Oh, wait. No it's not. I was hooked by the very first few pages of Harry Potter: who were these wizards? How did that one have a putter-outter? What was going to happen to this kid? The Bone Season? Not so much.
It's not the book's fault. Not really. When publishers start crying "THIS IS THE BEST THING SINCE THAT OTHER REALLY GREAT THING," I start getting excited like any well-trained book-reading seal. When I read rave reviews, I can't help but get a thrill when my copy arrives.
And then about 100 pages into this book I realized I wasn't really enjoying it. I was reading it because I assumed there must be something coming that these other readers saw and enjoyed. Perhaps I just wasn't memorizing the lingo quickly enough. Perhaps my callused unfeeling heart just had no empathy for other human beings.
It's not the book's fault. When publishers start hyping something as much as they can, there's essentially no way that the book can satisfy every reader. I was unfortunately left unsatisfied.
I appreciated the world building - the idea that England could become a totalitarian state that would lead other nations into a similar political climate: very interesting. Clairvoyants running around? Cool. A strange race of creatures whose lifeblood and essence appear to be tied to the aether? Alright.
However, things that are not cool:
1. An eight-page glossary that you have to consult just about every page for the first half of the book. Sometimes it feels like reading a prose version of "Jabberwocky." You'll be reading a paragraph and everything is great and then the blorgsnafs started slipsnakking around with your greemer. And then it's off to the glossary to make sense of what you just read.
2. A chart on the "order" of clairvoyants which should mean something but really doesn't help make the story make any more sense.
3. A huge cast of characters that are largely interchangeable, from physical description to job to personalities. Seriously. I could have used a "Cast of Characters" and I usually don't have problems keeping fictional people distinct in my mind.
4. A concentrated effort to make the world dark and gothic which only succeeds in jarring the reader out of the story. Constant references to sad, depressing songs or gothic novels. The first song Paige hears ("Gloomy Sunday") has an urban legend around it that says it makes people commit suicide.
I couldn't relate to any of the characters, except one, and even that one wasn't exactly my BFF. When one "important" character dies, I just shrugged and turned the page. There are so many Rephaim and "voyants" and with few exceptions they are not really memorable. I don't even know much about the protagonist and would be hard-pressed to describe her beyond "occasionally self-destructive" and "a rebellious when the plot calls for it."

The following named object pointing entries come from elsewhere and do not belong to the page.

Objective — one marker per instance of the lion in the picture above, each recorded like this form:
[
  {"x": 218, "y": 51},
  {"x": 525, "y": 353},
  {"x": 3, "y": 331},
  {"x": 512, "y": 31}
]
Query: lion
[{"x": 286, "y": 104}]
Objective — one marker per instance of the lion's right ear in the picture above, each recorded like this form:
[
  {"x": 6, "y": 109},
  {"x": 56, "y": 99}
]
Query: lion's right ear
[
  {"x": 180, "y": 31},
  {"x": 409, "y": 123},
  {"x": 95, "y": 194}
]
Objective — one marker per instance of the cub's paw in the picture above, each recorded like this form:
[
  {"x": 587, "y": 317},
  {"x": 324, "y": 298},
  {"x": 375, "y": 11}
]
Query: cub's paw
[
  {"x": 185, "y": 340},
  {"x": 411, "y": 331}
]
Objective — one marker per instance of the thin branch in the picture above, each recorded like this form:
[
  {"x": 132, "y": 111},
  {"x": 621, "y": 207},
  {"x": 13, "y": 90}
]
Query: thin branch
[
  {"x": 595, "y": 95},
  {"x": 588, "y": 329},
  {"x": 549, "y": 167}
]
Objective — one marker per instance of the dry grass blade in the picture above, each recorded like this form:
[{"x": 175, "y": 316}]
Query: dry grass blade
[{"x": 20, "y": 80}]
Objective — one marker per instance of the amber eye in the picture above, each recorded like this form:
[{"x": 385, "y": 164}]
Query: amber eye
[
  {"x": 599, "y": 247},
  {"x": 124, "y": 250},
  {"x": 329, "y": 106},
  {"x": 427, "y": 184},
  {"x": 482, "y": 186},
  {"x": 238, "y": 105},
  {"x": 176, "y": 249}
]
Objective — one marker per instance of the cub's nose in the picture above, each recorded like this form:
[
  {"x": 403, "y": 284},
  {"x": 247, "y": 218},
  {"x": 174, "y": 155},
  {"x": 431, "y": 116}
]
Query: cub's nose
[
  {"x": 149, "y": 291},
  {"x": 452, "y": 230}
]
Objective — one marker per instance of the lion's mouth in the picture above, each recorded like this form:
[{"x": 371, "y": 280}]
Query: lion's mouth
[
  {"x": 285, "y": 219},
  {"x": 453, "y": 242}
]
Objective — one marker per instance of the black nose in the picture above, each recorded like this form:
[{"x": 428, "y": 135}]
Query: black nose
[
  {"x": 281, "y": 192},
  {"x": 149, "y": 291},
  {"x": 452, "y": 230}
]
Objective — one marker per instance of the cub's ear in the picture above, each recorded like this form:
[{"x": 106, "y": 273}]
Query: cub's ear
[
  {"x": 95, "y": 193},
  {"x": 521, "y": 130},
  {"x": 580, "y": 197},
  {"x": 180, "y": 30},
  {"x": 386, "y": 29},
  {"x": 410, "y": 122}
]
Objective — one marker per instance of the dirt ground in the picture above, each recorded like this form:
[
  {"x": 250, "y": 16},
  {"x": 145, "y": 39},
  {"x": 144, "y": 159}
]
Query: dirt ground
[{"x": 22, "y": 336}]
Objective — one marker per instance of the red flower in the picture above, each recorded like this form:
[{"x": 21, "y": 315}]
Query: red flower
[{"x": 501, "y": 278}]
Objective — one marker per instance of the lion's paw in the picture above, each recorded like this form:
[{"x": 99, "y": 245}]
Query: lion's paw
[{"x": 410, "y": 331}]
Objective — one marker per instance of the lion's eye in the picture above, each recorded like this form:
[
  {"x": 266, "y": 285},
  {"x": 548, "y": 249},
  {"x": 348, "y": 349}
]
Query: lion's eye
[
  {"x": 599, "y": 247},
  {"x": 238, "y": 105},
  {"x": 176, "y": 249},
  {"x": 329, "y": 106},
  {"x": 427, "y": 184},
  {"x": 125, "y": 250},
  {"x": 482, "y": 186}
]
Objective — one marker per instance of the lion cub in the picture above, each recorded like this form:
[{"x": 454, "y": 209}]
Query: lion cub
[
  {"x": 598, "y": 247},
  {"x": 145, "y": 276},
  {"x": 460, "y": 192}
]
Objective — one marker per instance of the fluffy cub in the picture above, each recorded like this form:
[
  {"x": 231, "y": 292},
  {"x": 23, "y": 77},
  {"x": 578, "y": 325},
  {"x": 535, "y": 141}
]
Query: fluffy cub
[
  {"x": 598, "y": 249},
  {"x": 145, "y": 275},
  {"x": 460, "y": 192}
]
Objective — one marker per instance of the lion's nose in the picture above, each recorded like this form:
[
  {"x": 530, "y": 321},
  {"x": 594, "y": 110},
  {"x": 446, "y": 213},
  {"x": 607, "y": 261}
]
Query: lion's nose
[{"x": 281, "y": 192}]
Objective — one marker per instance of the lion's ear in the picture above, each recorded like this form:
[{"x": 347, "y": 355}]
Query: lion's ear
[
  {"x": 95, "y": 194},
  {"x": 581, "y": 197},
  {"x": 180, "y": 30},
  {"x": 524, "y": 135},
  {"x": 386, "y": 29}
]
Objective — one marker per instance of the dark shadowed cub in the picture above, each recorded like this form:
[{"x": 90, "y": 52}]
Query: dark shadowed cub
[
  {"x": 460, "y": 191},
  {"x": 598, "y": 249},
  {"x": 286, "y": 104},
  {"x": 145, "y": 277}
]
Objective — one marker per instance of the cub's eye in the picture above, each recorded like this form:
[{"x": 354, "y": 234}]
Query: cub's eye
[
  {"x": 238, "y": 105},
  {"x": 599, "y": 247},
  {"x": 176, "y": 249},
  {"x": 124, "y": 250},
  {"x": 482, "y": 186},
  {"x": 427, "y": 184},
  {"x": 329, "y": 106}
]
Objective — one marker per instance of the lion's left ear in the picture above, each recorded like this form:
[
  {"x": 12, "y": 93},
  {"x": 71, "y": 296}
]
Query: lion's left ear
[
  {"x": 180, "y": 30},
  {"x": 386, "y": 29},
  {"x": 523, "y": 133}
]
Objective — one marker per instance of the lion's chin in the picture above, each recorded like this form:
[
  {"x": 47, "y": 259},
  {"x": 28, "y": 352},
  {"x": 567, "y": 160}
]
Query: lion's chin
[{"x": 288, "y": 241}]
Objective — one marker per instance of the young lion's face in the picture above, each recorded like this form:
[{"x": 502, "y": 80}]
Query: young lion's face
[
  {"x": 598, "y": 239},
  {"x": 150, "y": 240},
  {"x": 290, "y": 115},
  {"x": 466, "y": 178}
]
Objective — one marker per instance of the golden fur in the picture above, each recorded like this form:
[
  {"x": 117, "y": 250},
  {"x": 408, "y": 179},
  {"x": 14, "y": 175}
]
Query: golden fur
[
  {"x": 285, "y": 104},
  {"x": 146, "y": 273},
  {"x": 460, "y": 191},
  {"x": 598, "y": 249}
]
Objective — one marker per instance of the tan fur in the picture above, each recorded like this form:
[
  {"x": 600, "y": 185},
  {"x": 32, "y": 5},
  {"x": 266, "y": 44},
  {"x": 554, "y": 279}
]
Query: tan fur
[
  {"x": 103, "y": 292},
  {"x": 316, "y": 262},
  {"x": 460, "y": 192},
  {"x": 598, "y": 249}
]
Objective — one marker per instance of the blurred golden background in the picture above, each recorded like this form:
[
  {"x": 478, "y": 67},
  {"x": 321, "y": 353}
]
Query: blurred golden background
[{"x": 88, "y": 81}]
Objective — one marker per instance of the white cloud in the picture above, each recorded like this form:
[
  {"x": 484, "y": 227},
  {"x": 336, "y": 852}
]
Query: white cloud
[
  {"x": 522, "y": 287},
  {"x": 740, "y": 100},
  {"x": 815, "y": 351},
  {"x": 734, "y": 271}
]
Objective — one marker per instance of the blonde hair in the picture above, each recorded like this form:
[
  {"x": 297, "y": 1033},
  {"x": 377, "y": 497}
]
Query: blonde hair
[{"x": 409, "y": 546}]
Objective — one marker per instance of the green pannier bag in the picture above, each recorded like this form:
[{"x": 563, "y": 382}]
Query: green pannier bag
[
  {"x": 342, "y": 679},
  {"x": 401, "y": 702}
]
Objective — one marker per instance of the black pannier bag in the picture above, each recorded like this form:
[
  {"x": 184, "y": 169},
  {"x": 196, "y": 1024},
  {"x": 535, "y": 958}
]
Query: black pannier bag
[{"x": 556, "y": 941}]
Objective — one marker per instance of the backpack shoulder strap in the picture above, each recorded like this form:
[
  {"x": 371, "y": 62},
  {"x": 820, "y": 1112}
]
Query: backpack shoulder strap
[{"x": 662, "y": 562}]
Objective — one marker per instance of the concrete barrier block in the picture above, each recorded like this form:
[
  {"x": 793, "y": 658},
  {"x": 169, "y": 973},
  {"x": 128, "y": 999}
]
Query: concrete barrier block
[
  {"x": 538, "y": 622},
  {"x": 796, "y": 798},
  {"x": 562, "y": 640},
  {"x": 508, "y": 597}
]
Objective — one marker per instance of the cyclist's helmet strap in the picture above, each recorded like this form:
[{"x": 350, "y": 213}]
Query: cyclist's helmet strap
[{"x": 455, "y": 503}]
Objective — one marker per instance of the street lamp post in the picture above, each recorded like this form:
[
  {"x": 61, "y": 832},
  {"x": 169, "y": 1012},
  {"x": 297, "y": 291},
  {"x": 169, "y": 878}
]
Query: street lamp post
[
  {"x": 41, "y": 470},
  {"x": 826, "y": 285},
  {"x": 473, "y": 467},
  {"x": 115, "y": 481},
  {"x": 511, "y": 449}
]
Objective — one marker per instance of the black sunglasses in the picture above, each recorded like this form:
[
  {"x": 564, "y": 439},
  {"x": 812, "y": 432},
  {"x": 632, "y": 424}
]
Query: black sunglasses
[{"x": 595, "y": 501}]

And of course, because this is being marketed as Young Adult, there is the requisite romance, shoe-horned late into the story which smacks strongly of Stockholm Syndrome.
I guess here's a tip for publishers:
I'm not looking for "the next Harry Potter." Really, I'm not. What I'm looking for are well-told books that capture my imagination or emotions. If that is a book about goblins under a hill, I'm on board. If it's about a sassy assassin fighting for her freedom, I'm cool with that. And if it's just a teenager in the late 1940s trying to be more grown-up than she really knows how to be, I can be a good sport. But if you start trying to sell me on something by telling me how frickin' amazing it's going to be and how it will leave a mark on my reader's soul to the extent that Harry Potter did, you are setting yourselves up for failure. Just stop. Please. I don't like taking your crazy pills.
I commend the (young) author for her imagination and the effort required to tell a story of this scope. For a first novel, this is a good book, even if it didn't work for me personally. However, I have to shake my finger at the publishers who held her up as the new arrival of the Best Author Ever.
2 out of 5 stars. Probably won't look for the sequel.